Salem Hypnotherapy Reviews

salem hypnotherapy

The Medical Recognition of Hypnotherapy

Hypnosis was first developed as a therapeutic discipline by the Scottish physician James Braid. Braid, who coined the term ‘hypnotism’, categorically rejected any supernatural explanations of trance and grounded the study of hypnotherapy on a firm empirical and scientific basis, publishing his research in Neurypnology (1843).

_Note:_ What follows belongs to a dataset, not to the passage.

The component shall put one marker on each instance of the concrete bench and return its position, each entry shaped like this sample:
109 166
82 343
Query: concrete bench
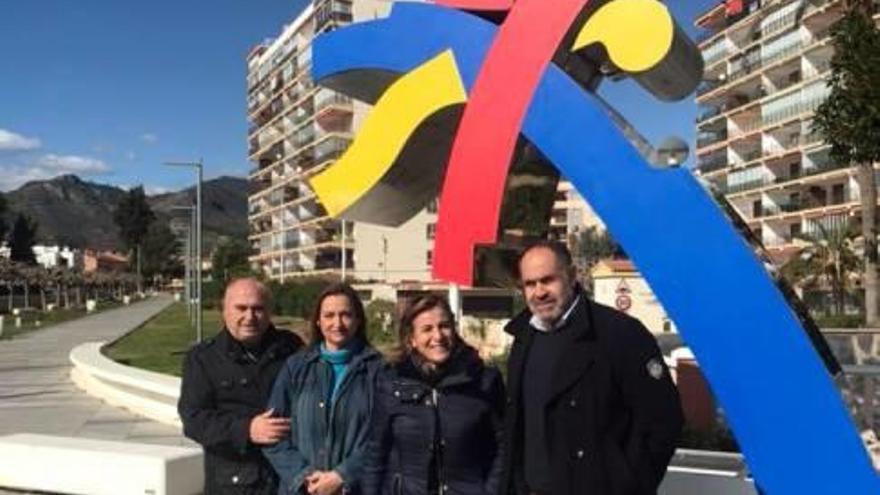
98 467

Hypnosis, Medical Research & the BMA
In 1892, the British Medical Association (BMA) responded to growing interest in hypnotherapy by commissioning a special committee of eleven doctors ‘to investigate the nature of the phenomenon of hypnotism, its value as a therapeutic agent, and the propriety of using it.’ Their report was received and published by the BMA, it opens with a clear recognition of the phenomenon of hypnotic trance:

‘The Committee, having completed such investigation of hypnotism as time permitted, have to report that they have satisfied themselves of the genuineness of the hypnotic state.’ (BMA, 1892)

The BMA Committee proceeded to outline a detailed and accurate account of the physical and mental characteristics of hypnotic trance, concluding with a summary of its principal therapeutic benefits,

‘The Committee are of opinion that as a therapeutic agent hypnotism is frequently effective in relieving pain, procuring sleep, and alleviating many functional [i.e., neurotic] ailments.’ (BMA, 1892)

In 1955 the Psychological Medicine Group of the BMA commissioned a Subcommittee of experts to a deliver second report which was published in the British Medical Journal (BMJ) the same year under the title of ‘Medical use of hypnotism’. Its terms of reference were:

‘To consider the uses of hypnotism, its relation to medical practice in the present day, the advisability of giving encouragement to research into its nature and application, and the lines upon which such research might be organised.’ (BMA, 1955)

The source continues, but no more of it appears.